The evaluation metrics of the classifiers are evaluated without and with the oversampling approach. These approaches are utilized for the problem of imbalanced data in knee abnormality detection. The oversampling approach is used to generate balanced data from the existing original sample of data. The activity signal of the subjects is divided into training and testing sets, with a 10-fold stratified cross-validation technique [67]. It differs from the 10-fold cross-validation. In which the data is randomly partitioned into folds. However, when dealing with imbalanced datasets (such as in knee abnormality detection where certain classes may be underrepresented), it’s important to ensure that each fold maintains the same class distribution as the original dataset.
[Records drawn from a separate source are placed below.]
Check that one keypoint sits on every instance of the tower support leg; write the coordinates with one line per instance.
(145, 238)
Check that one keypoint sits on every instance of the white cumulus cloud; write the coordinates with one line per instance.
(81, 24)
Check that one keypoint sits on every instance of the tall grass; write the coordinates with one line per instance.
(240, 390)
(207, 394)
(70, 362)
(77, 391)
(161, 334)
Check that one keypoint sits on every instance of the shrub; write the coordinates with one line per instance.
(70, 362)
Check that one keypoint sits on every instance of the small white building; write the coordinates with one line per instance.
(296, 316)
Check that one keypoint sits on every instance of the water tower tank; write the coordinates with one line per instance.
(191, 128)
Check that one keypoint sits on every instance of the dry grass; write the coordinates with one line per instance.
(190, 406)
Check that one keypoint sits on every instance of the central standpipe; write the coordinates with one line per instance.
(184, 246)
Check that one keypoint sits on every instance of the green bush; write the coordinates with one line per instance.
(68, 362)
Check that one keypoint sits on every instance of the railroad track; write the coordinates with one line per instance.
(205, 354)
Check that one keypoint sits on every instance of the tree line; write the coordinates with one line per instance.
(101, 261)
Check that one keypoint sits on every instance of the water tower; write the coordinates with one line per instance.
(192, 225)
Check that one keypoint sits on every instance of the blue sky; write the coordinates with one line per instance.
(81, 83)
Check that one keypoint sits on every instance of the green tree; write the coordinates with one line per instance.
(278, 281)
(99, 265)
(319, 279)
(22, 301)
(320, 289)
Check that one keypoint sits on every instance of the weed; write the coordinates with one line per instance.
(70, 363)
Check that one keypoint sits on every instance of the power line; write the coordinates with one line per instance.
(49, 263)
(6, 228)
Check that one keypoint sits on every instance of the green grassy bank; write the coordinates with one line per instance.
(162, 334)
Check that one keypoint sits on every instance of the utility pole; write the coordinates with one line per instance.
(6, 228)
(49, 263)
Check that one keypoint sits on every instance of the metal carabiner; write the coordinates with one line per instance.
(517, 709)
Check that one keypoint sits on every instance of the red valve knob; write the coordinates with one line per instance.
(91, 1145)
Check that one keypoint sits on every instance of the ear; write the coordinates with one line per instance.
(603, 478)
Stratified cross-validation achieves this by preserving the percentage of samples for each class in every fold. So, 10-fold stratified cross-validation results in the dataset is divided into 10 equal-sized subsets, and each subset maintains the same class distribution as the original dataset. The model is trained and evaluated 10 times, each time using a different subset as the test set randomly. The number of samples utilized for the classifiers’ testing and training set, with and without oversampling, is illustrated in Fig 2. The data for the training of knee abnormal and healthy are 1533, and 342, respectively; the data for the testing are 170, and 38, respectively. Fig 2(B) illustrates the after-oversampling of the data using the SMOTE technique. After the oversample training, the training set data of the healthy knee is increased to equal the abnormal knee (1533), and the testing data remains the same, similar to the without oversample. The obtained results on the oversampled data reflect a significant enhancement in the classifier’s performance.

Fig 2. Samples used to train and evaluate classifiers.

(A) With original data. (B) With SMOTE oversampled data.

In this study, the healthy and knee-abnormal subjects are classified as a binary classification problem. There are four possible outcomes in binary classification. True positives are data points that are correctly predicted to belong to the positive class by a classifier, whereas an accurate classification of a data point into the negative class is known as a true negative (TN). If the classifier makes an incorrect prediction that the data point is positive, it is a false positive (FP) and data points are classified as false negatives (FN) if the classifier predicts them as negatives incorrectly. As a classifier predicts what class the data point will belong to, the terms “true” and “false” indicate whether the prediction matches reality. The two possible classes in which the data point may fall are referred to as “positive” and “negative”. These four outcomes can produce a confusion matrix, illustrated in Table 1.

In this study, a total of 8 machine learning models (ID3, CART, GBC, RF, Bagging, SVM, MLP, and ET) are considered for identifying individuals with knee abnormalities. Table 2 presents the details of the parameter settings selected for training the machine learning algorithms. Table 3 provides an exhaustive and detailed comparative analysis of the studied machine learning classifiers. Importantly, these classifiers are evaluated both in their raw form and in conjunction with SMOTE with the studied pre-processing techniques. The assessment metric of accuracy is important, however relying just on accuracy may not be sufficient, especially in situations when there is an imbalance of data [68]. Acknowledging this constraint, the research adopts a broader perspective by going beyond the boundaries of precision to include a range of other measures of performance. One such metric, recall assesses the classifiers’ acumen in accurately identifying all pertinent instances within the positive class. Precision scrutinizes the accuracy of the positive predictions generated by these classifiers. In essence, recall and precision serve as critical tools for dissecting and assessing the intricacies of classifier performance. The F1 score harmoniously combines precision and recall into a single measure, effectively striking a balance that duly accounts for both false positives and false negatives. This harmonious synthesis of performance metrics contributes to a more comprehensive and nuanced appraisal of classifier efficacy, particularly in the intricate terrain of imbalanced data distributions.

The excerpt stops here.